Just like humans, worms lose their inhibitions when drunk. But now researchers have shown that some worms can be made to stay sober while their peers get drunk. Will this information lead to reliable designated drivers? Find out...


Using the nematode C. elegans, researchers in Jonathan Pierce-Shimomura’s lab at the University of Texas, Austin previously showed that the BK potassium channel mediates alcohol intoxication in many species, from invertebrates to humans. Seeking to apply this information to develop treatments for individuals with alcohol disorders, he and his colleagues began looking for a way to make the worm resistant to intoxication.

“We mutated the heck out of a channel in C. elegans through a brute force approach,” said Pierce-Shimomura. “We got lucky, and we found one residue that, when mutated, prevented alcohol from activating the channel. But the mutation didn’t severely compromise the channel’s function.”

Worms with the mutant channel showed their resistance to intoxication by reducing their egg-laying by only 6.3% when exposed to alcohol, compared to an 80.7% reduction in wild type worms. While reduced egg-laying may not seem particularly relevant to humans, the drunk worms also exhibited a reduced rate of locomotion, like an inebriated person having trouble leaving a bar. By contrast, the mutant worms crawled farther away from a starting point than their wild-type colleagues.

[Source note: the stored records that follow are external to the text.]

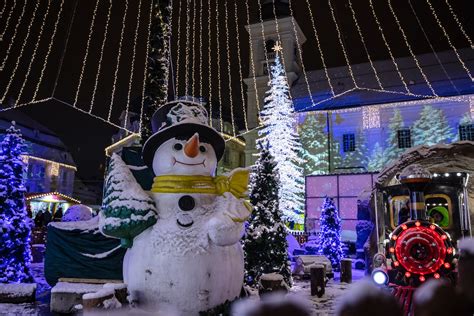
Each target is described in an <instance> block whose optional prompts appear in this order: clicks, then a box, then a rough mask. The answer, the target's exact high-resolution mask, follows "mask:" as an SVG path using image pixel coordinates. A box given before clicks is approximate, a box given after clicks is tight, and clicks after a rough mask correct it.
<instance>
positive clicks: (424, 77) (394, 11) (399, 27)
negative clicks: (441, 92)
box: [388, 0, 438, 96]
mask: <svg viewBox="0 0 474 316" xmlns="http://www.w3.org/2000/svg"><path fill="white" fill-rule="evenodd" d="M388 7H389V8H390V12H392V15H393V17H394V18H395V22H397V26H398V29H399V30H400V33H402V36H403V40H404V41H405V45H406V46H407V48H408V51H409V52H410V54H411V56H412V57H413V60H414V61H415V64H416V66H417V67H418V70H419V71H420V73H421V75H422V76H423V79H424V80H425V82H426V84H427V85H428V87H429V88H430V90H431V93H433V95H435V96H438V94H437V93H436V91H434V89H433V87H432V86H431V83H430V81H429V80H428V77H427V76H426V74H425V72H424V71H423V69H422V68H421V66H420V62H419V61H418V58H416V55H415V53H414V52H413V49H412V48H411V45H410V43H409V42H408V38H407V36H406V34H405V31H404V30H403V27H402V25H401V23H400V20H399V19H398V17H397V15H396V13H395V11H394V10H393V7H392V2H391V0H388Z"/></svg>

Transgenic worms with wild-type or mutant BK channels showed similar results. In mutant worms, the BK channel’s other normal functions, such as acting as a brake for neural and muscular activity, remained intact. “This is really important,” said Pierce-Shimomura. “If alcohol researchers are going to target a particular protein someday for treatment of alcohol disorders, it’s a dangerous protein to target, because if you turn it off, you may give people seizures. This research suggests that you could potentially prevent alcohol from activating it without compromising its normal function.”

Pierce-Shimomura envisions several applications of his research for humans and hopes to apply this information one day to help alcoholics get through withdrawal or to make alcohol less appealing. But whether worms will benefit from having at least one sober companion to guide them when everyone else is drunk remains to be seen.

Reference

Davis SJ, Scott LL, Hu K, Pierce-Shimomura JT. 2014. Conserved Single Residue in the BK Potassium Channel Required for Activation by Alcohol and Intoxication in C. elegans. J Neurosci 34(29):9562-9573.